Sunday, June 3, 2012
Elvis By Request: Or Research By Any Other Name...
In the years since, I've enjoyed listening to his music and I've watched a couple of his old movies on TV. Although they brought back many happy memories, I've never wanted to chase my youth by attending an Elvis Movie Fest or by going to see some Elvis impersonator. Personally, I've always thought those aging, overblown guys with mutton-chop sideburns and stretched-to-the-limit white jumpsuits that show off their Michelin physiques are farcical. I prefer to remember Elvis as the handsome, lean, and slightly dangerous movie star of the 60's.
So, how did I get roped into a road trip to Canada to see an Elvis Tribute Artist?? Long story, but I did. So, Friday, a friend and I drove 6 hours from mid-Michigan to Ontario, Canada to see a show called "Elvis by Request." -- Trust me, it wasn't by MY request.
After checking into the hotel, we got to the theater early. The show started late. Of course, it would!
While my companion paced nervously, I just shrugged. After all, I planned to simply daydream through the show and maybe plot the next chapter of my work in progress. Finally, the theater doors opened and I found my friend had reserved us FRONT ROW seats!
Okay, change of plans, no closing my eyes for a snooze during the show. I'd be on my best behavior and at least pretend to be entertained.
The house lights went down; the band filed in; and the announcer walked to center stage -- an announcer who looked old enough to have been one of EP's contemporaries. I stifled a groan, sure he'd be followed by some aging old geezer in a Elvis costume. Boy...was I wrong.
The band and back-up singers launched into the opening bars of "A Little Less Conversation," and The King came on stage.
This is Stephen Kabakos, the ETA we went to see in his black leather "Elvis Come Back Special" costume. You can see by comparing him to Elvis' actual picture at the top of this blog entry that Stephen really resembles the young and oh so sexy King of Rock.
Suffice it to say, there was definitely no snoozing with him singing and gyrating -- yes, there was gyrating -- just a few feet in front of me.

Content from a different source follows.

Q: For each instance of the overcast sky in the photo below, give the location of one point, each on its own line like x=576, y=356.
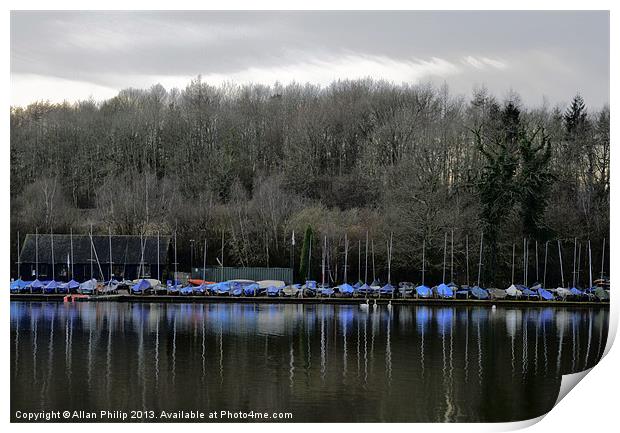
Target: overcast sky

Seriously, this young man has an incredible voice and has all the nuances of Elvis' vocals down pat. When you close your eyes, you'd swear it Elvis himself singing, and when you open your eyes, Stephen looks enough like the early BDD (Before Donuts and Drugs) Elvis to make you smile and sigh. And when he bent down and kissed my hand at the end of his 3-hour show, I really smiled.
After the show, Stephen signed autographs and posed for pictures. He has fans that follow him all over Canada and the USA, including my friend. I met some of Stephen's entourage, including his very lovely Mom who attends most of his Canadian shows. I learned he's been doing Elvis tributes for the last 16 years and has just returned from performing in the Far East and India. He's that good.
I also learned a bit about the whole ETA business. There are dozens of competitions around the world each year and are quite costly. Besides the admission fee and the travel, the costumes are really expensive. Most ETAs have their outfits custom tailored and a bejeweled replica jumpsuit can run into the tens of thousands of dollars. But just as a costume and a pair of sideburns don't make an Elvis, not just anyone can throw an Elvis competition either. Elvis Tribute Artist competitions have to be sanctioned by Presley's estate and the best competitions are by invitation only to competitors who have won at local then regional competitions over the years. Some artists become friends over the years and help one another, sharing tips and trivia. Others believe in "every Elvis for himself" and are not above upstaging a competitor.
As I learned more about the ETA world, my mind starting spinning out possible titles for a new mystery set in this world.
Love Me Tender, Love Me Dead.
Heart Attack Hotel.
Dying in the Chapel.
Hmm, lots of intriguing possibilities. I may have to make another trip to Canada. Research is important for authenticity, you know.